Apple has made a move that has raised eyebrows across the AI research world – and not without reason. Under the playful title “Pico-Banana-400K”, the company has released a dataset of more than 400,000 images, freely available for anyone to use in research. Its purpose: to train the next generation of image-editing AI systems. The twist? Much of the work behind it was done by a Google AI.
At its heart, the project explores how machines can learn to edit images through natural language prompts – essentially turning Photoshop into something you control with words rather than clicks. To teach a model what it means to “soften the light” or “add a smile”, researchers need vast numbers of examples. That’s precisely what Apple’s new dataset provides: a huge collection of scenes, objects and edits, each paired with carefully crafted textual instructions.
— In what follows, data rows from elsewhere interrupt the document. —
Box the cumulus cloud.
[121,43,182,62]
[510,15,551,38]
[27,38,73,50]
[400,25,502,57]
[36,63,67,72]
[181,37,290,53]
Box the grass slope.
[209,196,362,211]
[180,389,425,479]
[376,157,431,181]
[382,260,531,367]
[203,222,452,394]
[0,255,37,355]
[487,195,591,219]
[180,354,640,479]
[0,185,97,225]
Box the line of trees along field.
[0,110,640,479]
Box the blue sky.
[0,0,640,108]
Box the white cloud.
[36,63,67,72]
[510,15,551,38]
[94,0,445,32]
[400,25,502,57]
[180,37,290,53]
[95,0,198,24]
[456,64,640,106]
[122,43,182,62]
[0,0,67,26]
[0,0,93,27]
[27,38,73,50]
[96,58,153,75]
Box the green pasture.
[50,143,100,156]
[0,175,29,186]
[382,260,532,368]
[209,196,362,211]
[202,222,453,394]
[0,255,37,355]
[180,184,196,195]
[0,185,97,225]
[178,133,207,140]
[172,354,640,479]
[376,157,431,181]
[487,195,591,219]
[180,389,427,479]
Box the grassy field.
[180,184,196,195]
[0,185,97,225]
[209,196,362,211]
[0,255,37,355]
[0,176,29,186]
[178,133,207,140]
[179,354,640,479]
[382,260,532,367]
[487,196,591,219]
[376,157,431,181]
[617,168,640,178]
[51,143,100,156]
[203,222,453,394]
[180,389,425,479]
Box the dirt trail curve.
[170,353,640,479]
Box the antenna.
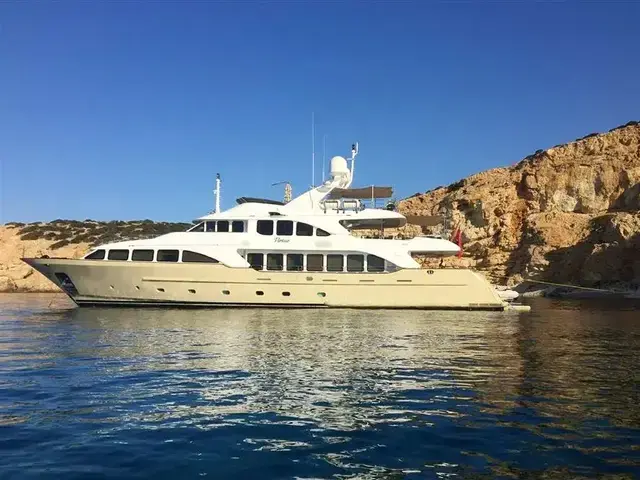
[271,180,292,203]
[349,142,358,185]
[322,134,327,183]
[311,112,316,187]
[213,173,220,213]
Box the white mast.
[347,142,358,188]
[213,173,220,213]
[322,134,327,183]
[311,112,316,187]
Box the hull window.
[108,250,129,260]
[307,253,324,272]
[347,255,364,272]
[182,250,218,263]
[156,250,180,262]
[287,253,304,272]
[327,255,344,272]
[131,250,153,262]
[247,253,264,270]
[277,220,293,236]
[367,255,384,272]
[267,253,284,270]
[296,222,313,237]
[257,220,273,235]
[56,272,78,296]
[84,250,105,260]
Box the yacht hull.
[23,258,508,310]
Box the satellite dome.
[331,156,349,177]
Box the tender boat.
[23,144,527,310]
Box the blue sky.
[0,1,640,222]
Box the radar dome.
[331,156,349,177]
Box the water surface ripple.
[0,295,640,479]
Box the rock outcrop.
[398,122,640,288]
[0,225,89,292]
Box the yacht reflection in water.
[70,308,640,438]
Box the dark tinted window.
[156,250,179,262]
[287,253,304,272]
[84,250,105,260]
[182,250,218,263]
[347,255,364,272]
[367,255,384,272]
[267,253,284,270]
[278,220,293,235]
[109,250,129,260]
[296,222,313,237]
[327,255,344,272]
[131,250,153,262]
[258,220,273,235]
[307,253,324,272]
[247,253,264,270]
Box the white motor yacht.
[23,144,527,310]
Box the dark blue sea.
[0,294,640,480]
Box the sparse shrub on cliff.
[575,133,600,142]
[20,230,42,240]
[20,223,40,236]
[51,240,71,250]
[609,120,640,132]
[447,178,466,192]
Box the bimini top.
[236,197,284,205]
[327,185,393,200]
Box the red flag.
[453,227,462,258]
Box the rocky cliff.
[0,122,640,291]
[398,122,640,288]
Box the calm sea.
[0,295,640,479]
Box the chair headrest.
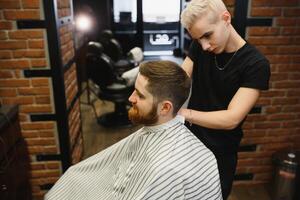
[127,47,144,63]
[87,41,103,55]
[100,29,114,42]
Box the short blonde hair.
[181,0,227,30]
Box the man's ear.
[159,100,173,115]
[222,10,231,24]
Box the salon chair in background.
[86,42,133,127]
[99,30,135,75]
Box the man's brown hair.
[140,61,191,115]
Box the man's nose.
[201,40,210,51]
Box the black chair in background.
[86,42,134,127]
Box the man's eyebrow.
[198,31,212,39]
[135,88,145,97]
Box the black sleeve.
[241,59,271,90]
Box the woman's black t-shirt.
[188,41,270,154]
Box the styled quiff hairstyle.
[181,0,227,30]
[140,61,191,116]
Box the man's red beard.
[128,105,158,125]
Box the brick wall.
[235,0,300,184]
[0,0,83,199]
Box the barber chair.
[86,42,134,127]
[100,30,135,75]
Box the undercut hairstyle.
[139,61,191,116]
[181,0,227,30]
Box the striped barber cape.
[45,116,222,200]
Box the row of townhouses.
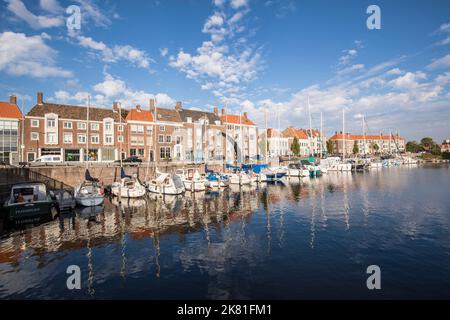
[0,92,258,163]
[0,92,405,163]
[330,131,406,155]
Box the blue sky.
[0,0,450,140]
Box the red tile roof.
[126,109,153,122]
[0,101,22,119]
[330,133,404,140]
[220,114,255,126]
[283,127,308,140]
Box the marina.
[0,165,450,299]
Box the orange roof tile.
[220,114,255,126]
[126,108,153,122]
[0,101,22,119]
[330,133,404,140]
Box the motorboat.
[2,182,59,225]
[111,168,146,198]
[74,169,104,207]
[146,172,186,195]
[176,169,207,192]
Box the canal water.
[0,166,450,299]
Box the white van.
[33,155,62,163]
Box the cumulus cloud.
[6,0,64,29]
[0,31,72,78]
[76,36,153,69]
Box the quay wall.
[23,163,223,187]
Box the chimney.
[9,95,17,105]
[37,92,44,104]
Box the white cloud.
[39,0,63,14]
[159,48,169,57]
[89,74,175,107]
[231,0,248,9]
[0,31,72,78]
[7,0,64,29]
[77,36,153,69]
[427,54,450,70]
[169,1,263,104]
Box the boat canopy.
[84,169,98,182]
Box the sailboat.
[74,97,103,207]
[111,168,146,198]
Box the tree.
[353,140,359,155]
[327,140,334,154]
[291,137,300,156]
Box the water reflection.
[0,167,450,298]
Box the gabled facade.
[220,109,259,163]
[0,96,23,164]
[23,92,128,162]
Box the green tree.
[353,140,359,155]
[327,140,334,154]
[291,137,300,156]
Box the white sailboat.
[74,97,104,207]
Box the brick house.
[0,96,23,164]
[220,109,258,162]
[177,103,225,162]
[330,132,405,155]
[24,92,128,162]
To build it, Apple’s research team first turned to the public Open Images platform, assembling a diverse set of photos featuring people, objects and text-heavy scenes. Then came Google’s Gemini-2.5-Flash, which generated 35 different types of editing commands – the sort of instructions real users might give when prompting an AI to modify an image: change the lighting, add a filter, imitate an artist’s style.
The edits themselves were carried out by another model, Nano Banana, while a second Google system, Gemini-2.5-Pro, was tasked with judging the results. Only those image edits that accurately reflected the original prompts made it into the dataset. The process became a collaborative relay between multiple AIs – a rare example of how machine systems can check and refine one another’s work.
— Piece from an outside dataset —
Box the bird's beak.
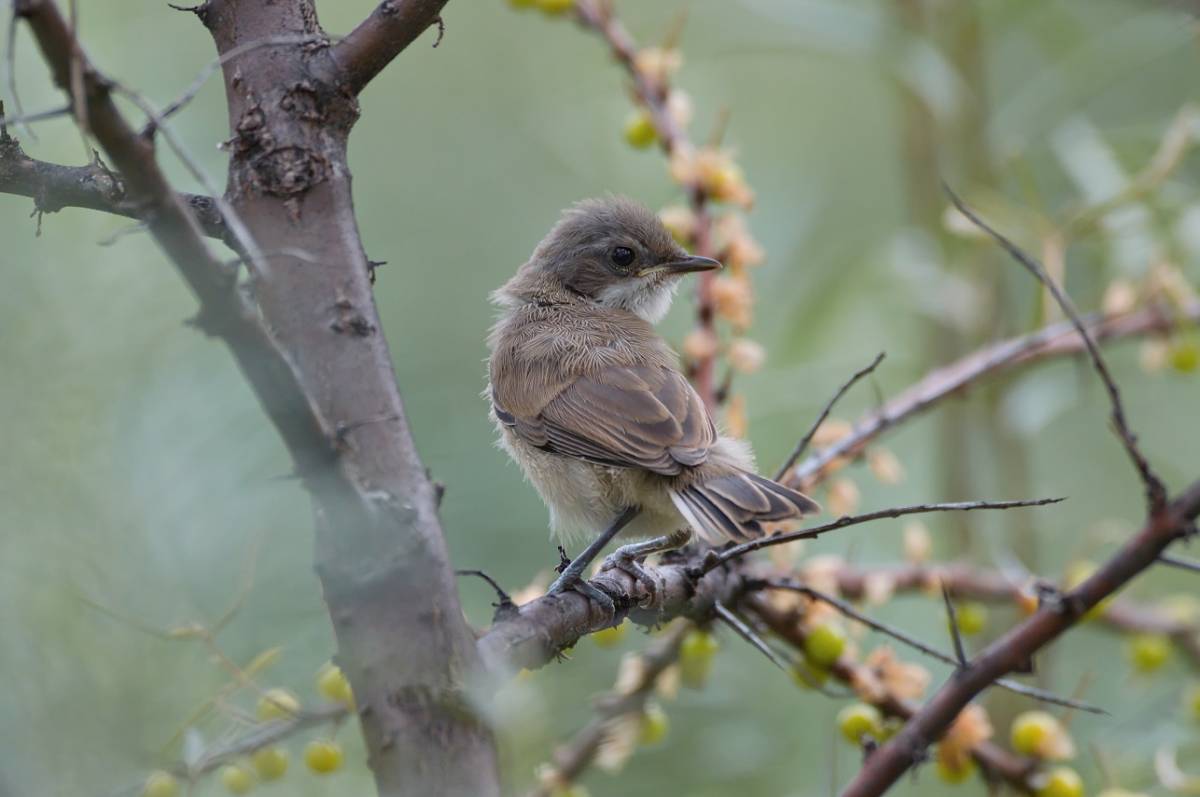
[637,254,721,277]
The outcome: 257,000 successful edits, 72,000 that required multiple prompts, and 56,000 failed attempts – all retained deliberately. The Apple researchers argue that AI can learn as much from its mistakes as from its triumphs. The result is a teaching tool not just for producing good edits, but for understanding why others fall short.
In their accompanying paper, the Apple team describes this interplay of models as a scalable framework for generating high-quality image edits. The complete dataset is now available on GitHub under a non-commercial research licence, allowing academic and experimental use but excluding commercial exploitation.
Perhaps most striking, though, is what the release symbolises. Apple, long known for its secrecy, has chosen transparency – and, in a sense, collaboration – with a rival’s technology at its core. It’s an unexpected gesture in a fiercely competitive field, hinting that the future of AI might not be defined by isolated innovation, but by systems – and companies – learning side by side.